For large parts of the left, these are at best sideshows. They believe that progress in the lives of ordinary people is the result of power struggles. It does not just happen ‘naturally’, it has to be actively fought for, wrestled from the hands of a reluctant elite, and then constantly defended.
When it comes to telling stories, supporters of the market economy would talk about the first railroads, the first telegraph, the first transatlantic flight and the first mass-produced car, about computerisation and digitalisation, about the emergence of discounters and no-frills airlines. Left-wingers would talk about the history of factory acts and other pieces of ‘progressive’ legislation, the emergence of trade unions, the creation of different layers of the welfare state.

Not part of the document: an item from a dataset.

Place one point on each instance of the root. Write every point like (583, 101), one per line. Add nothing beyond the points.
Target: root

The two stories are not mutually exclusive. You can believe that the living standards of ordinary people are primarily determined by economic fundamentals, but that social movements and ‘progressive’ legislation also have a role to play. And you can believe in the positive role of social movements and ‘progressive’ legislation without disputing the need for a robust, functioning economy. But at the very least, the two stories differ vastly in emphasis, and they can lead to different conclusions.
I recently wrote an article on the Greek crisis for the Independent, in which I emphasised the flaws in the country’s economic policy fundamentals, especially in areas like enforcing contracts, registering property, judicial independence and the protection of property rights. Judging from the comment section, quite a few readers saw this as an attempt to detract from the ‘real’ issue: This was a plucky little country standing up against austerity, international financial institutions, and richer, more ‘powerful’ Eurozone countries. For them, this crisis was all about power struggles, not boring stuff like contract enforcement.
For the left, tube strikes touch the right buttons, even if the rest does not fit into their preferred story. Therefore, the strikers’ motives have to be romanticised, they have to be promoted from people who act in their own financial interest to people who are fighting for us all. They earn far more than soldiers, firefighters, nurses, teachers and policemen, you say? Well, that’s an argument for raising the wages of soldiers, firefighters, nurses, teachers and policemen, not for cutting the wages of tube drivers. Never mind that in a country where the average full-time salary is £32,250, we cannot all earn close to £50,000, no matter how much redistribution there is, and no matter how strong the union movement.
But such details are as unimportant as the specifics of what a strike is about. Strikes divide us, because we tell ourselves different stories about how the world works, and role of strikes differs vastly from story to story. Whatever the details of the next tube strike, the ideology-signalling will continue.
Dr Kristian Niemietz is the IEA’s Senior Research Fellow.